Bookmark and Share

Notice: On March 31, it was announced that Statalist is moving from an email list to a forum. The old list will shut down on April 23, and its replacement, statalist.org is already up and running.


[Date Prev][Date Next][Thread Prev][Thread Next][Date Index][Thread Index]

RE: st: q-q plots, theoretical distribution with values higher than the sample's cutoff point


From   Nick Cox <n.j.cox@durham.ac.uk>
To   "'statalist@hsphsun2.harvard.edu'" <statalist@hsphsun2.harvard.edu>
Subject   RE: st: q-q plots, theoretical distribution with values higher than the sample's cutoff point
Date   Fri, 20 Jul 2012 17:53:50 +0100

I don't disagree with anything important here. 

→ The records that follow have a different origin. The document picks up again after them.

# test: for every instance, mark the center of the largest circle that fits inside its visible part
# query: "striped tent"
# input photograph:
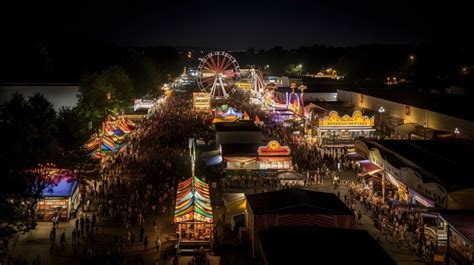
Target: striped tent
(193, 202)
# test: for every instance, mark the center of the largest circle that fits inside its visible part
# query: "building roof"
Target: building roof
(461, 221)
(452, 105)
(241, 126)
(320, 245)
(442, 161)
(342, 108)
(249, 149)
(297, 201)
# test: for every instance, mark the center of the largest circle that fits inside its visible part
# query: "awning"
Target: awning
(406, 128)
(355, 156)
(369, 167)
(290, 176)
(213, 160)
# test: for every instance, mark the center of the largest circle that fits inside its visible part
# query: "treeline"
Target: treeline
(430, 64)
(65, 57)
(34, 134)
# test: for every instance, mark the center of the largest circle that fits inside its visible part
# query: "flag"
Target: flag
(246, 116)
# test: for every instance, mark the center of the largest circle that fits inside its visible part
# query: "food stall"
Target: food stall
(334, 130)
(60, 198)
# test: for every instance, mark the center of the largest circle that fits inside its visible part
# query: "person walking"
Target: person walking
(145, 242)
(158, 244)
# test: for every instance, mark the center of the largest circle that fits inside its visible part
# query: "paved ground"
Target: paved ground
(400, 254)
(37, 242)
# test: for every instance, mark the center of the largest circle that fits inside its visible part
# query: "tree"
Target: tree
(72, 128)
(29, 128)
(143, 72)
(112, 90)
(33, 135)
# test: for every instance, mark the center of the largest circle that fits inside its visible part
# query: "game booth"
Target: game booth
(113, 136)
(60, 198)
(193, 214)
(336, 131)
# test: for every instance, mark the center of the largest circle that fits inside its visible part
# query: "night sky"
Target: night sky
(244, 24)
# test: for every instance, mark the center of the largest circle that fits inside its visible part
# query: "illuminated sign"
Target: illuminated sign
(201, 101)
(273, 148)
(143, 104)
(346, 121)
(243, 85)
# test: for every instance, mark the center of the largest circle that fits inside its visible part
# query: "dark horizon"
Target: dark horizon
(244, 24)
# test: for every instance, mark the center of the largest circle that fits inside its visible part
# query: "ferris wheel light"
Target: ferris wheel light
(218, 73)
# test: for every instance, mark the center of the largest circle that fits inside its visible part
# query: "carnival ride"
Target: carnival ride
(218, 73)
(258, 85)
(193, 210)
(112, 137)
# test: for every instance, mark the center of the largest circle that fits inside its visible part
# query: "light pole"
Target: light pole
(456, 132)
(381, 111)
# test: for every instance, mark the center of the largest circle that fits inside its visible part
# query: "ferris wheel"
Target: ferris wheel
(218, 74)
(257, 82)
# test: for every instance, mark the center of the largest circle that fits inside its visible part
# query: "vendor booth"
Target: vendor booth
(193, 213)
(60, 198)
(334, 130)
(291, 179)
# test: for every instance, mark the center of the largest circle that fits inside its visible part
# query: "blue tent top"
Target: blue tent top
(64, 188)
(214, 160)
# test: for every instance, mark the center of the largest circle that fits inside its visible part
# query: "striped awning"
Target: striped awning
(354, 156)
(369, 167)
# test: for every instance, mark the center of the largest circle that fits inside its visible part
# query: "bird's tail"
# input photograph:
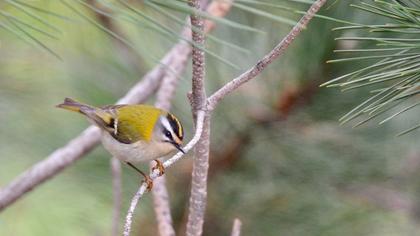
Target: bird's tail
(97, 116)
(72, 105)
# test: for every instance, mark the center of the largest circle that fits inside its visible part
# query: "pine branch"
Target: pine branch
(202, 115)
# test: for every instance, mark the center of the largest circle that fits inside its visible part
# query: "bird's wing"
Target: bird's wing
(134, 122)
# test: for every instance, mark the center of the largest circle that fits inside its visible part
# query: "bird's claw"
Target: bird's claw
(159, 166)
(149, 183)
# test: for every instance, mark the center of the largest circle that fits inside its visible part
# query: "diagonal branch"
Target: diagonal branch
(213, 100)
(87, 140)
(228, 88)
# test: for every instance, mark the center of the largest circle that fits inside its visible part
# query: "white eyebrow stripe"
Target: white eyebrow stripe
(116, 126)
(166, 124)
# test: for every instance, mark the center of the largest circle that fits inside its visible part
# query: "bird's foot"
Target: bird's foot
(159, 166)
(149, 183)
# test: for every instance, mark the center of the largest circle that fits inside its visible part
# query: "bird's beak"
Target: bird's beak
(178, 147)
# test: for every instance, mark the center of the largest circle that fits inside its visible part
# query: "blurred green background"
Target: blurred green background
(280, 161)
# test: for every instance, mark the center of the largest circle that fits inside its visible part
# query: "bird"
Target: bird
(134, 133)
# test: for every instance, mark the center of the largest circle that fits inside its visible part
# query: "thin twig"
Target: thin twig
(166, 164)
(214, 99)
(163, 101)
(236, 228)
(117, 194)
(88, 139)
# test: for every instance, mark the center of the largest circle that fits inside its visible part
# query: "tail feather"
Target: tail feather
(98, 116)
(72, 105)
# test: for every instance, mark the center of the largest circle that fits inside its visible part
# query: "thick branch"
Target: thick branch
(166, 164)
(214, 99)
(163, 100)
(117, 194)
(198, 198)
(85, 142)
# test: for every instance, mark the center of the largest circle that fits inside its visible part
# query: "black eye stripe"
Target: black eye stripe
(168, 134)
(175, 125)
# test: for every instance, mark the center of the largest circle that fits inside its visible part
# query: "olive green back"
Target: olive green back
(135, 122)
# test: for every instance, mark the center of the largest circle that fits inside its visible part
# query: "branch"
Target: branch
(166, 164)
(228, 88)
(198, 198)
(202, 121)
(236, 229)
(163, 101)
(117, 192)
(88, 139)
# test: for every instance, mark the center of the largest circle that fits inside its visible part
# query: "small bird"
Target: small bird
(134, 133)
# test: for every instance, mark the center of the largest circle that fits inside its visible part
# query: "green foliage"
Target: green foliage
(391, 50)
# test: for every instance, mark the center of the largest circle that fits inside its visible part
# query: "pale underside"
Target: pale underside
(136, 152)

I should have said "closed form or canned as accessible functions". What is considered as closed form is historically contingent. The status of e.g. log x has shifted considerably from the 16th century to now. The status of what Stata calls -invnormal()- has varied too. If I can write Stata code that calls -invnormal()- that is in practice on all fours with e.g. writing down a polynomial. 

Nick 
n.j.cox@durham.ac.uk 


-----Original Message-----
From: owner-statalist@hsphsun2.harvard.edu [mailto:owner-statalist@hsphsun2.harvard.edu] On Behalf Of David Hoaglin
Sent: 20 July 2012 17:45
To: statalist@hsphsun2.harvard.edu
Subject: Re: st: q-q plots, theoretical distribution with values higher than the sample's cutoff point

Nick,

You're correct that, in general, the g-and-h distributions do not have closed-form densities or cumulative distribution functions.  The quantile function doesn't exist in closed form either, but only because the quantile function of the normal distribution is not closed-form.

For reasons of resistance and robustness, I usually prefer to work with quantiles.  Fitting by maximum likelihood opens you up to problems when the distribution has heavy tails and the data may contain outliers.  Nowadays, fitting a g-and-h distribution by maximum likelihood is not a major problem, but it is not just a few lines of code!  I don't know how much has been done on fitting models that involve predictors.  In any event, the g-and-h distributions are a valuable part of my toolkit, but not a panacea.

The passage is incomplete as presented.